Of course, there is the minor problem of believability. The idea of deep sea living is as foreign and irresistible as outer space, facing many of the same challenges. Granted, this is not a hard science fiction title and Ms. Falls is not a marine biologist or engineer – but Dark Life does push the boundaries of credulity. Tropical fish, humans and livestock walking around at 400 feet underwater, traipsing to the surface and back at will without nitrogen buildup in the blood (not to say anything about getting up to the surface from 400 feet below on a single breath at the end without massive embolisms)?
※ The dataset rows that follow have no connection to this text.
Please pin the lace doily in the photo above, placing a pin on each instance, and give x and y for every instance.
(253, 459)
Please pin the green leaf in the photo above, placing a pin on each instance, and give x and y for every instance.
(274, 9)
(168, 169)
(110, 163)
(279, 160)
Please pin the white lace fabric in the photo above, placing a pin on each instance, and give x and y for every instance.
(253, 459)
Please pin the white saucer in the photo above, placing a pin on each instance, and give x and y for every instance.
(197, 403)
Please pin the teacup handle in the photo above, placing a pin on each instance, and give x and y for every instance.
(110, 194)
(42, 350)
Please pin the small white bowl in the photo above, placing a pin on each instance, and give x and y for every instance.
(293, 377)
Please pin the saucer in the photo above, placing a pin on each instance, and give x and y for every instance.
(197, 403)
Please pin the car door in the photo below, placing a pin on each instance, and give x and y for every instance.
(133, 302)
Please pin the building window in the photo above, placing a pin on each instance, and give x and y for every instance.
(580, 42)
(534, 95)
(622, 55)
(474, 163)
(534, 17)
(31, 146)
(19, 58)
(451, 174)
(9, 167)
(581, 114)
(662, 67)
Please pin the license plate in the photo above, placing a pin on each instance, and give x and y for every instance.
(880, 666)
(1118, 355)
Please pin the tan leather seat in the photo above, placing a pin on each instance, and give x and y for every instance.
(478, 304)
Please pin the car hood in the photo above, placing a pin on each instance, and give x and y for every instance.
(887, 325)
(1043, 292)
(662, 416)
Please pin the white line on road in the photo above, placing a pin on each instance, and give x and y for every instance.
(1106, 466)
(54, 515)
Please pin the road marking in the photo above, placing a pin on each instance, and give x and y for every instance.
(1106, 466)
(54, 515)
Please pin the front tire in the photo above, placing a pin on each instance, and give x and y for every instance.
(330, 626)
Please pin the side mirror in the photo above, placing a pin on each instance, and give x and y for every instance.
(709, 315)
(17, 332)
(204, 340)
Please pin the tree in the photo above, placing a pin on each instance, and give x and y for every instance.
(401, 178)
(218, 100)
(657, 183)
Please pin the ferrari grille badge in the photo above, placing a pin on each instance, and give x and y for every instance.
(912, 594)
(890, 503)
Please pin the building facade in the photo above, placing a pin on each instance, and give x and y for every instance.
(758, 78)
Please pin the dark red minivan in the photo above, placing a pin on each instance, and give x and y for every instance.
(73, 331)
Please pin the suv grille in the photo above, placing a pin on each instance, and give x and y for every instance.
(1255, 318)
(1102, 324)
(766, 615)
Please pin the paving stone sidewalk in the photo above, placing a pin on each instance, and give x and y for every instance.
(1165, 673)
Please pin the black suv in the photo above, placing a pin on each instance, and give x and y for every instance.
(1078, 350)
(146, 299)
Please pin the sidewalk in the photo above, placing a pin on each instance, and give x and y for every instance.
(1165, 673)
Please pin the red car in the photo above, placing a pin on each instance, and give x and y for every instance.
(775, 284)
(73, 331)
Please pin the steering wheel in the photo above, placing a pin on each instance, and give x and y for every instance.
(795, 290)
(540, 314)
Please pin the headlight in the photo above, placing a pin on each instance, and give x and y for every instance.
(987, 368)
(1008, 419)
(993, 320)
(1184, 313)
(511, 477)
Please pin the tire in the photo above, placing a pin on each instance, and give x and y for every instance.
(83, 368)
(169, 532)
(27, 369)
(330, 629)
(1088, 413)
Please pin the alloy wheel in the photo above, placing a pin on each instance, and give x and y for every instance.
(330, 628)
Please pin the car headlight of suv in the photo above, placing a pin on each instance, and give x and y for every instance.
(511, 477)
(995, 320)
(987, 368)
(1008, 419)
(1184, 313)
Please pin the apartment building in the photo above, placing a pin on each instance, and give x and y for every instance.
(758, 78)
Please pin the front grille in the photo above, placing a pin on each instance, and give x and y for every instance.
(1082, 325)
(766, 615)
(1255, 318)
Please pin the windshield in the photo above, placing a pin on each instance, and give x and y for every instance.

These technical issues said, Ms. Falls does subscribes to the George Lucas/Gene Roddenberry school of physics – and as with Star Warsor Star Trek (or, since the esteemed Mr. Zemeckis is involved, Back to the Future), the rules of physics sometimes don’t need to apply if the rest of the world is as compelling as Ty’s happens to be. Plus, that’s not to say that there aren’t any technological gadgets in place to aid the suspension of disbelief – I love the idea of “Liquigen” (filling the lungs of divers, allowing them to breathe and not suffer any ill effects of pressurization) and the jellyfish-like homes, just as love the idea of terrafarming the bottom of the ocean using superheated water from black chimneys and bacteria. Oh yeah, there’s also the idea of “Dark Gifts” and how water pressure stimulates other parts of the brain, leading to talents like dolphin sonar and other superhuman abilities. Yeah, these things are impossible. But, so what? For the sake of the story, even though I’m at the outer limits of credulity, I’m willing to push skepticism aside because Dark Life is that much fun.
Wildly enjoyable with a plot that won’t quit and a highly imaginative scope, Dark Life is a winsome first novel from Kat Falls. And I, for one, hope to return to Ty’s world very soon.